Buried Treasures: Recorded Live in Mexico City [Live] [Original recording remastered]
Buried Treasures: Recorded Live in Mexico City [Live] [Original recording remastered]
ASIN: B00000DFSA
Editorial Reviews
Amazon.com
Seven tracks, dormant since recorded live in Mexico City in 1967, spotlight the Brubeck Quartet in fine form. Average track time is about eight minutes, which means that the band stretches substantially more than on studio LPs. That's especially welcome from alto saxophonist Paul Desmond, whose subtle playing was sometimes lost in the context of shorter material, but who radiates warmth and fascination at length here.

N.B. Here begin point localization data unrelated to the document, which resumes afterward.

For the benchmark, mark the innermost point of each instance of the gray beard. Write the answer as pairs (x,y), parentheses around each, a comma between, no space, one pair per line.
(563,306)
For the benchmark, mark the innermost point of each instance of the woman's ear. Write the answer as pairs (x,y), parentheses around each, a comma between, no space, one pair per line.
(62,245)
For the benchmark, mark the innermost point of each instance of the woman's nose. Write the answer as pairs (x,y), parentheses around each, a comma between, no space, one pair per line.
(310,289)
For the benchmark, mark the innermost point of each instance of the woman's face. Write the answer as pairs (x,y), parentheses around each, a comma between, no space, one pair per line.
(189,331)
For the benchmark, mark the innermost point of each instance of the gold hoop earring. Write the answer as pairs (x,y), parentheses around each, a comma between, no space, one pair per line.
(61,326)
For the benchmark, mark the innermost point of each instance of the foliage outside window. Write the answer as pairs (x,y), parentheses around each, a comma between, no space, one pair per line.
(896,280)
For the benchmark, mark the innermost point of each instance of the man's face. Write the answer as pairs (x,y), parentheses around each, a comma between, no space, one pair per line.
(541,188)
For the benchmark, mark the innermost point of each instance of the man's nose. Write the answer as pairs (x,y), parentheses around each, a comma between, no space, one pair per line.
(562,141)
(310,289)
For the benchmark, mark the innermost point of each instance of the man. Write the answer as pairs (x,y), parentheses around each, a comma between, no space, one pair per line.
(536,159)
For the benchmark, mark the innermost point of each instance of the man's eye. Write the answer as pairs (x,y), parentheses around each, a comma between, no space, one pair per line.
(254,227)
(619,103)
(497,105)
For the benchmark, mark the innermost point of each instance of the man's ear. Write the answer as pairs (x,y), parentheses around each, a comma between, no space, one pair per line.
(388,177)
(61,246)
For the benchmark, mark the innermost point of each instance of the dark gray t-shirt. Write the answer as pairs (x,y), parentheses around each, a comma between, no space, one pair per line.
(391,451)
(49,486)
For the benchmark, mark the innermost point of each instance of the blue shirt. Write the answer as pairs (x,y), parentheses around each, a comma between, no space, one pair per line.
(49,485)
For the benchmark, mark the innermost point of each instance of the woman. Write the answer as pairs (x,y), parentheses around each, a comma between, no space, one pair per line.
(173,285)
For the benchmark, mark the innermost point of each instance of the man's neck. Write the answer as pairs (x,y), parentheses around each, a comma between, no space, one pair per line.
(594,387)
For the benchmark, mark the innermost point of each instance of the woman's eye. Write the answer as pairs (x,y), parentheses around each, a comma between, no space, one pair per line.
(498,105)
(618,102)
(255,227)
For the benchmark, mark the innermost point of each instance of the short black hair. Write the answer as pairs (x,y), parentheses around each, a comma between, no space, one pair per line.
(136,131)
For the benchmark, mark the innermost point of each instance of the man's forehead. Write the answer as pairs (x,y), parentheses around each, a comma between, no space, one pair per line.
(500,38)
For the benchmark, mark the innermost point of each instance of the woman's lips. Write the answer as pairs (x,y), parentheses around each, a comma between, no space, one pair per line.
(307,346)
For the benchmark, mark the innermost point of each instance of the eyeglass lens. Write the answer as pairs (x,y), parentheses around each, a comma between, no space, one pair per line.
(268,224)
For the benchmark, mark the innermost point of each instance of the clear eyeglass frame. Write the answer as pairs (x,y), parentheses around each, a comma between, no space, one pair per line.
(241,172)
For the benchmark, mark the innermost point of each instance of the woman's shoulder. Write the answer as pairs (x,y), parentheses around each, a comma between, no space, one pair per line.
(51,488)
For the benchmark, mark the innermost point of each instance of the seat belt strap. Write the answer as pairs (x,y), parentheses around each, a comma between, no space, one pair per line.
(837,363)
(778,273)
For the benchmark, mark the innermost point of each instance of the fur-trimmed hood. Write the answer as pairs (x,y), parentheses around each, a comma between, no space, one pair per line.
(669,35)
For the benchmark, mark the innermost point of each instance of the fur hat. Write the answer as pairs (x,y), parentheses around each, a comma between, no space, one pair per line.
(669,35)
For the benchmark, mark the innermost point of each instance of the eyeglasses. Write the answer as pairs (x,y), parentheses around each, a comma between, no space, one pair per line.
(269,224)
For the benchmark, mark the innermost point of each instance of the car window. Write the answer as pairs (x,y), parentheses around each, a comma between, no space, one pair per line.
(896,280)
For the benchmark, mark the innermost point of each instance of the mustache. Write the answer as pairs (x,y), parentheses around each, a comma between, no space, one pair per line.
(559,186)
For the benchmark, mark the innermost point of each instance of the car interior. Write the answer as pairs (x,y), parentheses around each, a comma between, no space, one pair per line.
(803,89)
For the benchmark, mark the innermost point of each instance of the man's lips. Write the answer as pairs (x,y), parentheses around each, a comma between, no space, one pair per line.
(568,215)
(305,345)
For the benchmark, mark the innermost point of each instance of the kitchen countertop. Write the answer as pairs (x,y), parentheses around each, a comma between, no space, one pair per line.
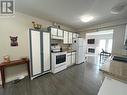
(69,51)
(116,69)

On Brubeck's "Koto Song," for instance, his lovely, restrained approach to the Asian-tinged melodic material is stunning; can't say the same for Brubeck's rather drippy faux Orientalist solo on the same tune, though, nor for his playing in various other spots, which often drags things down. "Sweet Georgia Brown" is a corny choice, and it's played as such--probably a ploy to please middlebrow palettes--but again Desmond saves it from dreardom; the obligatory "Take Five" is included, as is "Forty Days," a not-dissimilar excerpt from a Brubeck oratorio. --John Corbett
Jazz Times
[Buried Treasures] catches the quartet in as fine fettle without the Mexican guests as with them. The empathy, the tightness, the ability to anticipate that this band had developed in nearly a decade together was at its peak.